Hope this clarifies. Happy to go deeper on anything 🙏
flat $29/month instead of usage-based is the right call for anyone running agents that loop unpredictably. the worst part of token-based pricing is never knowing what the bill will be until it's too late. also being able to swap in open-source models without changing any code or rewriting configs removes the biggest barrier to actually trying them. most people stick with what they know because switching is painful, not because alternatives aren't good enough
Edgee
@tina_chhabra Both points are exactly what we kept hearing in customer conversations before we built this.
On flat pricing: agentic workflows are genuinely unpredictable. One day you have a clean refactor, the next your agent is in a 30-minute edit-run-fix loop and you've burned $40. Knowing your monthly ceiling upfront is a different kind of freedom. It changes how teams use the tool because the meter isn't running in their heads.
On switching cost: this is the part most people underestimate. The quality gap between closed and open frontier models on coding tasks is far smaller than the gap in setup friction. We benchmarked GLM 5.1 and Kimi K2.6 Code against Sonnet on real coding sessions for weeks before this launch, and the outputs are genuinely close. But "close on output" doesn't matter if "setup takes a Saturday." So that's the actual battle: zero-config switching.
The whole point of routing through a gateway is that "trying a new model" becomes a 30-second toggle, not a project.
Thanks for the thoughtful comment 🙏
This is exactly the kind of model switching devs pretend they do not need and then use 12 times a day. Love the practical angle.
Edgee
Haha, thanks@sarveshsea , accurate. I'm the founder and I still catch myself defending
my "main" model out of pure habit, then switching three times in the same session.
The honest truth is most devs don't need one perfect model, they need the right one for each task. Turbo just makes that switching free.
Thanks 🙏
Using Edgee with Kimi K2.7, huge savings comparing to OpenRouter. Keep going guy!
Edgee
Haha, Thank you @denis_lt , that means a lot.

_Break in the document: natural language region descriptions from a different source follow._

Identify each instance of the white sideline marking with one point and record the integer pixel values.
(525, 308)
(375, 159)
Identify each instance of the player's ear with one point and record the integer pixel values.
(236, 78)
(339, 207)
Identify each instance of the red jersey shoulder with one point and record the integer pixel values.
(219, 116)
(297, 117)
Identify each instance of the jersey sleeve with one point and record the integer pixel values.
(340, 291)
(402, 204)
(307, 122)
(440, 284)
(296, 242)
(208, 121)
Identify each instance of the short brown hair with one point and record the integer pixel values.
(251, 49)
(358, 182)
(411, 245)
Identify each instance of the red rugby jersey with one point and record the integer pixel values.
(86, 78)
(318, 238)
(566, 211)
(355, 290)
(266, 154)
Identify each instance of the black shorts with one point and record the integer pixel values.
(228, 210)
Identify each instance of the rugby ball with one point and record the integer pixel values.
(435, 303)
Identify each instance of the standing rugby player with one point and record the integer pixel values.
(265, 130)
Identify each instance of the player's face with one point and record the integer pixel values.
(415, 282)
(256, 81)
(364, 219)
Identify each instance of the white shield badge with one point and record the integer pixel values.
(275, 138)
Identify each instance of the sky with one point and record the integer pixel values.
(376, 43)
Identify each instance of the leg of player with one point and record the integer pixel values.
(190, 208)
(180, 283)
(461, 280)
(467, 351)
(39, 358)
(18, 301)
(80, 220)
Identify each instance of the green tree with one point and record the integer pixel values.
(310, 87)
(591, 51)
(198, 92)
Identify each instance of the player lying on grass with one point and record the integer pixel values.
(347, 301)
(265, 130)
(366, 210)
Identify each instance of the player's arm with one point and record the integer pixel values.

Kimi K2.7 Code on Turbo is genuinely a sweet spot right now. The combination of the model's coding capability and the speed/price of how it's served changes the calculus for a lot of agentic workflows.
Keep building 🙏
I am using Edgee every day and it is saving me tokens and making my claude usage more efficent
Edgee
@olivier_thirion_de_briel Thanks for being one of our core users, it means a lot to us. And yeah, your savings are incredible. Can't wait for your to test our next compressor ;)
Love the flat rate approach for unpredictable agent loops, excited to test Kimi K2.7 Code with this kind of speed. Huge congrats on shipping this, @sachamorard
Edgee
@priya_kushwaha1 You'll see, Kimi K2.7 Code (turbo version) is really impressive. Looking forward to having your feedback
Tabstack by Mozilla
I can relate. Kimi's AI models are solid options for coding tasks. See this comparison with Opus 4.7. TL,DR: Great for prototyping or exploring a design. Opus remains ahead for work requiring correctness and accuracy.
Also fun fact: Composer 2.5, Cursor's most recent coding model, actually is based on Kimi's.